Assicurare ai cittadini indiani e al resto della Rete che il blocco sugli oltre 800 siti pornografici e immorali sarebbe stato facilmente aggirabile con il supporto di una VPN è probabilmente stato insufficiente a temperare le polemiche riguardo ad una censura di tale portata : le autorità indiane hanno annunciato di voler ridimensionare l’ordine di inibizione e ai fornitori di connettività sarà chiesto di rendere inaccessibili solo i siti che ospitano materiale pedopornografico.
A comunicare il passo indietro è stato il ministro alle Comunicazioni e all’IT Ravi Shankar Prasad: “Il blocco verrà parzialmente ritirato – ha spiegato – l’accesso ai siti che non promuovono la pedopornografia sarà ripristinato”.
Gli ISP sono già stati raggiunti dall’aggiornamento dell’ordinanza: “i provider sono ora liberi di permettere l’accesso a siti precedentemente bloccati – spiega un portavoce del governo – limitatamente a quelli che non contengano contenuti pedopornografici”. Quella che appare una semplificazione atta ad informare la stampa è in realtà l’ oggetto della nuova direttiva , che garantisce ai provider la libertà di ripristinare gli accessi a parte dei siti, e che implicitamente li incarica della verifica rispetto alla legalità dei contenuti.
“Come è possibile che il governo ci attribuisca la responsabilità di controllare se un sito ospita materiale pedopornografico o meno? – lamenta Rajesh Chharia, a capo della Internet Service Providers Association of India (ISPAI) – Come è possibile che un ISP possa essere punito se uno di questi siti sbloccati improvvisamente mettesse a disposizione contenuti pornografici?”: la nuova disposizione è troppo vaga, e i fornitori di connettività si sono rifiutati di agire sul blocco , fino a quando non verranno sollevati dall’onere di giudicare la legalità dei siti che permettono ai cittadini di raggiungere.

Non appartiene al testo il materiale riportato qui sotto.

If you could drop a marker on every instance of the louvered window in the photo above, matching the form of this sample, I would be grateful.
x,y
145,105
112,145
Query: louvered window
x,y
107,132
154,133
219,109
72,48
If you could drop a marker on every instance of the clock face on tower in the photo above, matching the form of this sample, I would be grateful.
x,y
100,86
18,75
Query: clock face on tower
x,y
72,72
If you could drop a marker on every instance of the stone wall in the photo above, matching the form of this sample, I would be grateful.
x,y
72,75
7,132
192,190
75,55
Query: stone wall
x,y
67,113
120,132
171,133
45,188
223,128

Era in effetti rispetto alla pedopornografia e ai contenuti illegali che la Corte Suprema aveva nei mesi scorsi espresso preoccupazione, invitando il governo ad adottare delle opportune misure. Ma la Corte Suprema aveva altresì ricordato che qualsiasi provvedimento si sarebbe dovuto adottare nei rispetto dalla libertà individuale, che contempla la possibilità di godere di materiale pornografico nell’intimità delle proprie mura domestiche, senza alcun rischio di creare scandalo. Il governo, dopo il polverone di polemiche seguito alla prima ordinanza diramata nei giorni scorsi ai fornitori di connettività, aveva creativamente tentato di spiegare che la libertà individuale sarebbe stata garantita dall’inefficacia delle inibizioni. Ora, ammesso che si trovi una soluzione per metterle in pratica, la stessa inefficacia caratterizzerà le inibizioni che pendono sui siti a sfondo pedopornografico, e quindi illegali.